Step-up auth: Add REST API endpoint for group protection setting
-
Please check this box if this contribution uses AI-generated content (including content generated by GitLab Duo features) as outlined in the GitLab DCO & CLA. As a benefit of being a GitLab Community Contributor, you receive complimentary access to GitLab Duo.
What does this MR do and why?
Extends Groups REST API to expose and manage the step_up_auth_required_oauth_provider namespace setting, enabling programmatic configuration of step-up authentication requirements.
Adds conditional attribute exposure in GroupDetail entity with proper feature flag (omniauth_step_up_auth_for_namespace) and admin permission checks. The implementation follows existing namespace settings patterns and provides complete CRUD operations via GET/PUT endpoints.

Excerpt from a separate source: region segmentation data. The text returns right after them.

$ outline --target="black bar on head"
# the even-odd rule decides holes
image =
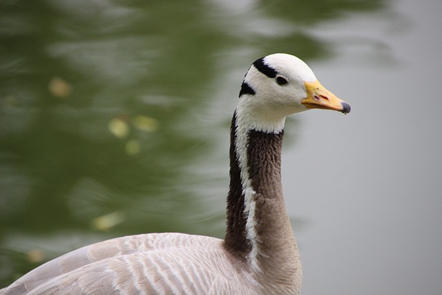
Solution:
[[[265,75],[269,78],[274,78],[276,77],[276,74],[278,73],[274,68],[269,67],[268,65],[265,64],[264,57],[261,57],[260,59],[256,59],[253,62],[253,66],[258,70]]]

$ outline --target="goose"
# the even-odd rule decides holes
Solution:
[[[224,240],[180,233],[108,240],[41,265],[0,294],[299,294],[281,149],[285,117],[312,108],[350,111],[298,57],[258,59],[231,121]]]

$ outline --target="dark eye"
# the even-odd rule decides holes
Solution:
[[[276,83],[278,83],[278,85],[285,85],[287,83],[287,80],[282,76],[278,76],[276,77]]]

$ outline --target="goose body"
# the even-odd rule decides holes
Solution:
[[[86,246],[26,274],[0,294],[298,294],[302,269],[280,164],[285,117],[309,108],[349,113],[292,55],[257,59],[231,128],[224,240],[178,233]]]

This enables infrastructure-as-code security management and automation of step-up authentication policies across GitLab groups, addressing the gap between UI functionality and programmatic access.
References
- Related issue: #556943
- Foundation MR: !199423 (merged)
- Feature flag:
omniauth_step_up_auth_for_namespace
Screenshots or screen recordings
This MR adds REST API functionality without UI changes. The API responses can be tested via curl or API clients.
| Before | After |
|---|---|
curl -H "PRIVATE-TOKEN: token" "http://localhost:3000/api/v4/groups/GROUP_ID" | jq '.step_up_auth_required_oauth_provider'Response: Attribute not present |
curl -H "PRIVATE-TOKEN: token" "http://localhost:3000/api/v4/groups/GROUP_ID" | jq '.step_up_auth_required_oauth_provider'Response: null or "openid_connect"
|
How to set up and validate locally
Part 1: Prepare your local GitLab gdk instance
Follow the setup steps described in the previous MR.
Part 2: Test the REST API
- Create a test group and ensure that your personal access token can access this group (you need the api scope)
- Test GET request to retrieve current setting:
curl --header "PRIVATE-TOKEN: your-token" \ "http://localhost:3000/api/v4/groups/GROUP_ID" - Test PUT request to update setting:
curl --request PUT --header "PRIVATE-TOKEN: your-token" \ --header "Content-Type: application/json" \ --data '{"step_up_auth_required_oauth_provider":"openid_connect"}' \ "http://localhost:3000/api/v4/groups/GROUP_ID" - Test clearing the setting:
curl --request PUT --header "PRIVATE-TOKEN: your-token" \ --header "Content-Type: application/json" \ --data '{"step_up_auth_required_oauth_provider":""}' \ "http://localhost:3000/api/v4/groups/GROUP_ID" - Verify attribute is only exposed with permissions and feature flag enabled
- Test validation with invalid provider names
MR acceptance checklist
Please evaluate this MR against the MR acceptance checklist. It helps you analyze changes to reduce risks in quality, performance, reliability, security, and maintainability.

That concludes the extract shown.